19 December 2008

Kyoto credits to cut energy bills

Revenues from selling emissions credits will fund energy-saving programs

By Bibiána Duhárová, The Prague Post, December 17th, 2008 issue

Environment Minister Bursík (left) and adviser Jan Kalaš signed a memorandum Dec. 11 allowing emissions trading with Japan. (COURTESY PHOTO)

Under the black cloud of an economy in turmoil, there’s at least a positive outlook on environmental gains coming out of the Czech Republic next year. Households and companies can make strides toward becoming more ecologically friendly in the New Year thanks to programs funded by money earned from emissions credits. The Czech Republic managed to collect an excessive amount of emissions credits under the Kyoto Protocol and stands to gain billions of crowns from emissions credit sales back to countries that have used all of theirs. The state plans to use those profits to invest in energy-saving projects around the country.

“Resources gained from the sales will help us with further decreasing greenhouse gas emissions, and will help households lower heating expenses,” said Environment Minister Martin Bursík. The Czech Republic has an extra 150 million credits, worth 10 billion Kč ($503.3 million) to 25 billion Kč, to sell.

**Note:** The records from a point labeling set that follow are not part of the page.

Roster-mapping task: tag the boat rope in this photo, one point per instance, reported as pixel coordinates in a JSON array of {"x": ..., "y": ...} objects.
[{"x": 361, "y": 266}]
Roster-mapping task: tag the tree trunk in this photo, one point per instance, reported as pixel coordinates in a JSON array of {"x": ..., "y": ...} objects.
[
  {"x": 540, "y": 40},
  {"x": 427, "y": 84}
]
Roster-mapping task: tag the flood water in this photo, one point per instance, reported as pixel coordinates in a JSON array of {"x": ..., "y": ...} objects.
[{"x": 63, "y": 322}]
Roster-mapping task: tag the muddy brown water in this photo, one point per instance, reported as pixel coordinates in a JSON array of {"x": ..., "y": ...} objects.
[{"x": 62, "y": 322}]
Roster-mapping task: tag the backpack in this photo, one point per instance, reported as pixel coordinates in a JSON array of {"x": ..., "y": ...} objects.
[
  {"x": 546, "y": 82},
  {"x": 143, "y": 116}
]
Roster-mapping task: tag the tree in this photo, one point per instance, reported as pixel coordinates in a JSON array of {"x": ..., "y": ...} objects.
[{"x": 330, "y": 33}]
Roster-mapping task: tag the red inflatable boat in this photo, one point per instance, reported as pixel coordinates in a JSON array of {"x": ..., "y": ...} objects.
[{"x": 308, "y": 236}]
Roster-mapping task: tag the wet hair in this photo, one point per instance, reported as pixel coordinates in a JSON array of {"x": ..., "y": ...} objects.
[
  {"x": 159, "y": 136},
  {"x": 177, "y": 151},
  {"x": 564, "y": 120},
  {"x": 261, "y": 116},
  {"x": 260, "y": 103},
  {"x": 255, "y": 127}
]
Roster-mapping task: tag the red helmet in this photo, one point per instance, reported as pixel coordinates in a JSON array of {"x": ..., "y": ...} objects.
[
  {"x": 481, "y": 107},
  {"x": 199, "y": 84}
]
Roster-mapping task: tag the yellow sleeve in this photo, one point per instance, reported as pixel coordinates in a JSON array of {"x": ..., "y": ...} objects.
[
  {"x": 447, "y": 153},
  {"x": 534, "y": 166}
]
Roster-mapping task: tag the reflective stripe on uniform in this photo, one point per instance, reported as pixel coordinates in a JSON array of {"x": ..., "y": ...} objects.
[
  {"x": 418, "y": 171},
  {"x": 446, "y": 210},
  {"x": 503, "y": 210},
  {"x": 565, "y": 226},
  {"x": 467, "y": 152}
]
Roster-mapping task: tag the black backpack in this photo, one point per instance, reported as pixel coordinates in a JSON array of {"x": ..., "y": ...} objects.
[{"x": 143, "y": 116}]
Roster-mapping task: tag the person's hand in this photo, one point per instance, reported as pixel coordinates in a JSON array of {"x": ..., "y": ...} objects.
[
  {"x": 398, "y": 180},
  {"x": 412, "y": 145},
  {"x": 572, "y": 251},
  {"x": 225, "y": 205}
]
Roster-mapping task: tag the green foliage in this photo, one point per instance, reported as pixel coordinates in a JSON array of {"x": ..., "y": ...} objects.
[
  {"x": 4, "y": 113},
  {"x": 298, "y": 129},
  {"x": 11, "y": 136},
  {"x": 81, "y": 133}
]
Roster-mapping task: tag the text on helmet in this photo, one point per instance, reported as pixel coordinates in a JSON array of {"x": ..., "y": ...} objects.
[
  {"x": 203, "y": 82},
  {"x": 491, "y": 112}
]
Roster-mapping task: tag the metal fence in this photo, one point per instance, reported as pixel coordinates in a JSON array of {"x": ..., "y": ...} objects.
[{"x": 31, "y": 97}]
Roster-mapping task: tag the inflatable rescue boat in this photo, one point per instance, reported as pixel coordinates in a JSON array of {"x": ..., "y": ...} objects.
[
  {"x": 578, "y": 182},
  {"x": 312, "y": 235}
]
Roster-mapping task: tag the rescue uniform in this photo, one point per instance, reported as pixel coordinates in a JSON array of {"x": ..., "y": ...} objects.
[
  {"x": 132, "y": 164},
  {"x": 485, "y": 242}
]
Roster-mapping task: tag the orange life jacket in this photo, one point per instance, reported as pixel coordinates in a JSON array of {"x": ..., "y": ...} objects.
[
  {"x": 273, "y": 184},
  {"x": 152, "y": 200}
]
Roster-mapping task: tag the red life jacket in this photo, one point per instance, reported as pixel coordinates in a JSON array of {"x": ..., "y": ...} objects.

Bursík took the first steps toward the program at a UN Climate Change Conference in Poznaň, Poland, last week. On Dec. 11, he signed a preliminary contract with World Bank Vice President Katherine Sierra, agreeing to trade emissions credits belonging to the Czech Republic under the Kyoto Protocol. Revenues from these sales will belong to the Czech State Environmental Fund and will be invested into ecological projects that support renewable energy sources and help decrease excessive consumption of natural resources.

“The condition that will allow the emissions credits sales is that any revenues must be reinvested into energy-saving projects. Even if we might want to invest them elsewhere, it would not be possible,” said Zdeněk Spies, the director of emissions trading at the Environment Ministry.

The State Environmental Fund is preparing programs that would grant revenues from the credits to residential, administrative and public building energy-saving projects.

“Donations will be mostly for households. We are looking to assess heat-cladding systems on houses, exchange old windows for energy-saving ones and change heating systems from brown coal to renewable energy resources,” said Lenka Brandtová, spokeswoman the State Environmental Fund. “It’s possible we’ll also give out energy-saving light bulbs, but all that depends on how we approach the projects, which we’re working on now,” added Brandtová. Households interested in participating can file their applications for donations in their regional offices.

Despite having credits left over, Czechs will still need to work toward decreasing CO2 emissions. The amount of per capita emissions in the country is 14 tons, markedly more than the average in EU member countries. While under the Kyoto Protocol, the Czech Republic has come out ahead, but that isn’t the case under a different treaty called the European Union Emissions Trading Scheme (EU ETS).

Under EU ETS, companies in the country are involved in their trading. “One allowance equals one ton of CO2 a year. The current national allocation plan strives for 86.6 million tons of CO2, but the current amount of Czech emissions reaches 142 million tons,” said Jakub Kašpar, spokesman for the Environment Ministry.

Under the Kyoto Protocol, the Czech Republic received a different package. Though the country continues to have pollution problems, emissions were limited compared with the past. “With Kyoto, we are committed to producing 8 percent less CO2 emissions compared with 1990. The Czech Republic currently produces 24 percent less than in 1990. The difference in percentage is what we can trade to other countries, and we are working on that now. We expect the first transactions to happen at the beginning of next year,” Kašpar said.

Japan is currently being considered as a partner in such a transaction. Bursík met with Japanese representative Hideaki Kumazawa and signed a memorandum Sept. 23 this year. The agreement from the Japanese side states that emissions trading can begin under the flexible mechanism of the Kyoto Protocol, according to a press release from the Environment Ministry. Japan must buy 1.1 billion credits in order to fulfill its commitment under the protocol. It is expected that the transaction amount between the Czech Republic and Japan would be in the millions of credits. In addition to Japan, the ministry is in discussions with Holland, Spain, Austria and New Zealand.

Credit trading under the Kyoto Protocol will last until 2012, at which point the protocol expires.

“Credits will be traded under bilateral contracts among countries, to private companies or through auctions on international commodity stock markets,” said Spies. “Everything is currently in the preparation phase.”

Unauthorized reproduction is strictly prohibited.